Com o caminhar da escolarização as coisas mudam de figura. No ensino fundamental, os textos literários aparecem essencialmente sob dois formatos: trechos e citações em livros didáticos e apostilas (especialmente de Língua Portuguesa) e leituras obrigatórias cujas interpretações serão avaliadas. Bem, aqui já fica mais difícil gostar dos livros, pois eles agora fazem parte do estudo, da obrigação e de todo o jogo que a crianças dessa idade está construindo em relação a seu posicionamento subjetivo frente à escola, ao estudo, à apropriação cultural.

O problema não é que se façam cobranças a partir da leitura literária. A grande questão, que se repete até o ensino médio, é que apenas se façam cobrança às crianças e aos jovens leitores. Na maioria das escolas não se oferece a literatura em sua essência: oportunidade conhecimento sobre as culturas, sobre processos expressivos e simbolização, sobre a linguagem, sobre a experiência leitora em sua natureza: criadora de sentidos. Não há momento para apreciação estética, para opiniões e interpretações dissonantes, para a subjetividade. E sem sujeito não há desejo.

A literatura tomada como livro paradidático, como auxiliar da transmissão de conteúdos pedagógicos não estimula o hábito leitor, ao reduzir a arte das palavras a uma ferramenta de ensino, normatizante. Tratar literatura como livro para didático é cortar lhe as asas e limitar as crianças e jovens ao discurso controlado. A liberdade que se experimenta como leitor, uma das alegrias da leitura, fica assim ameaçada.

Acredito que a literatura, evidentemente, tem seu lugar na escola, mas não como livro paradidático.
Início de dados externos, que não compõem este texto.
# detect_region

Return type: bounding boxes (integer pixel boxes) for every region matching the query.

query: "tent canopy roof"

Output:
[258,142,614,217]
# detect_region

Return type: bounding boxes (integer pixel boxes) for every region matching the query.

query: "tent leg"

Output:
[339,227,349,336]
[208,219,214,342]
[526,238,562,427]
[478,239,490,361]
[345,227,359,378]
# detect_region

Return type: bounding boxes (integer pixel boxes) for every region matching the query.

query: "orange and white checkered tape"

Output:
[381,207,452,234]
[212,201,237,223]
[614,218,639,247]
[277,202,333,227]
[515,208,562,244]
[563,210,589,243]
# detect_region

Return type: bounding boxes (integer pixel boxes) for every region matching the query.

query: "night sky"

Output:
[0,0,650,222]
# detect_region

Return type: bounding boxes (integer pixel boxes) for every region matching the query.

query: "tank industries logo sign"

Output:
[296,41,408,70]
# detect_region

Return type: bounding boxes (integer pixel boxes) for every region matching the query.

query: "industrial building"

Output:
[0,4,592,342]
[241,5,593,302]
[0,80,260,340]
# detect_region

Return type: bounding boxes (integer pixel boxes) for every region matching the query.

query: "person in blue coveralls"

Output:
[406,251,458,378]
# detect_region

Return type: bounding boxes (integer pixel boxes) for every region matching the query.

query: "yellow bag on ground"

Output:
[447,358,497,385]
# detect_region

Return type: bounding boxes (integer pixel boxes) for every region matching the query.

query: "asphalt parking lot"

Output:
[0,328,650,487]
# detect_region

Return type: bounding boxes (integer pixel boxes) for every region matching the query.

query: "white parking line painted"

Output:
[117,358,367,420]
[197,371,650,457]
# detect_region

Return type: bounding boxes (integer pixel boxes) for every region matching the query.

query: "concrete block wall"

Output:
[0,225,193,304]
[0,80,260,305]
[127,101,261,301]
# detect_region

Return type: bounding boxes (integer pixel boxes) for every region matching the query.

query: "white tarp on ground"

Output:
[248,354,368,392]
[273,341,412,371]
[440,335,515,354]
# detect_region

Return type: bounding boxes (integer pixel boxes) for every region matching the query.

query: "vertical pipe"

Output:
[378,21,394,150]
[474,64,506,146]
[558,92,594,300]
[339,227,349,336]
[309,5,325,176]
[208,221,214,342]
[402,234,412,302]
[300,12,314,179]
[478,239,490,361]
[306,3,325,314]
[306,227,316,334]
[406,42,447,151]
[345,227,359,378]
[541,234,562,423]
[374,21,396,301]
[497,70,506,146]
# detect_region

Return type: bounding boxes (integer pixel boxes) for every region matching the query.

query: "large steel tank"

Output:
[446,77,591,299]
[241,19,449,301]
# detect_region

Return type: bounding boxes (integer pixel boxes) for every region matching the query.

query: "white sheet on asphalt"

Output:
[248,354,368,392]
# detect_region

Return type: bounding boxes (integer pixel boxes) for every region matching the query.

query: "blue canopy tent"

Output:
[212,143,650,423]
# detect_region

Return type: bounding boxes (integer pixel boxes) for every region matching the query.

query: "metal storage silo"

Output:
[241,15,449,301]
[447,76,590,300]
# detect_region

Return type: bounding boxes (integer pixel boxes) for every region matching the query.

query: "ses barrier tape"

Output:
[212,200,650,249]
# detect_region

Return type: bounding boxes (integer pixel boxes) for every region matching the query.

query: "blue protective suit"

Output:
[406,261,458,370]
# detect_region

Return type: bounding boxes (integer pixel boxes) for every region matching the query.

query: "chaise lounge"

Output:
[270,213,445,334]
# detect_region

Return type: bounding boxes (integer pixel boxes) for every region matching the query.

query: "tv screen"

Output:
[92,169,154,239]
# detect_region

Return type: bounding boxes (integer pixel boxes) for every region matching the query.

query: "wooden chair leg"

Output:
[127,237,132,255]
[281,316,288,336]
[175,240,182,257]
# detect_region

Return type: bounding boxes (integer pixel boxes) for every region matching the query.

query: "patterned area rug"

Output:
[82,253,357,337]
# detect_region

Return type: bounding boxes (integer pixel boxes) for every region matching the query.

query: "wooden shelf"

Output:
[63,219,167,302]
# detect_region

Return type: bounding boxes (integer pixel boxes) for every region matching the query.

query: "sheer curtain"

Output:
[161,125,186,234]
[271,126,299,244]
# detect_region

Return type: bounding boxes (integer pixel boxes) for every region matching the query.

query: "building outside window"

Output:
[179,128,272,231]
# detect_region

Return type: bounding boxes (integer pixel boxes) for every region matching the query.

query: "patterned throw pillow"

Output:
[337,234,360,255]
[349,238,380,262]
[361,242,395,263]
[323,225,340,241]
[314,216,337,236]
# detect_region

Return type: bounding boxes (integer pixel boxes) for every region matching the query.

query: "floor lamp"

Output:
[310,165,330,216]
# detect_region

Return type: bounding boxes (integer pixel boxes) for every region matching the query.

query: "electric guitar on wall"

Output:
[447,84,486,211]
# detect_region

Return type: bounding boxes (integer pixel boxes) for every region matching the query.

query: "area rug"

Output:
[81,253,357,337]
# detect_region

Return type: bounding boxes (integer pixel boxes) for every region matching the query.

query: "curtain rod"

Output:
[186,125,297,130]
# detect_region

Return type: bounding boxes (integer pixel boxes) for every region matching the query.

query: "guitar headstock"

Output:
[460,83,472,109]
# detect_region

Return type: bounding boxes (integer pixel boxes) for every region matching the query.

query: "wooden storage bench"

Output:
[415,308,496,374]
E você, meu leitor, meu ouvinte, o que acha?

Para saber mais:

SOARES, M. A escolarização da literatura infantil e juvenil. EVANGELISTA, A.A.M.; BRANDÃO, M.B. MACHADO, Z. V. (Org.) A escolarização da Leitura Literária- o jogo do livro infantil. Belo horizonte: Autêntica, 2003.

PERROTI, E. Confinamento cultural, infância e leitura. São Paulo, Summus, 1999.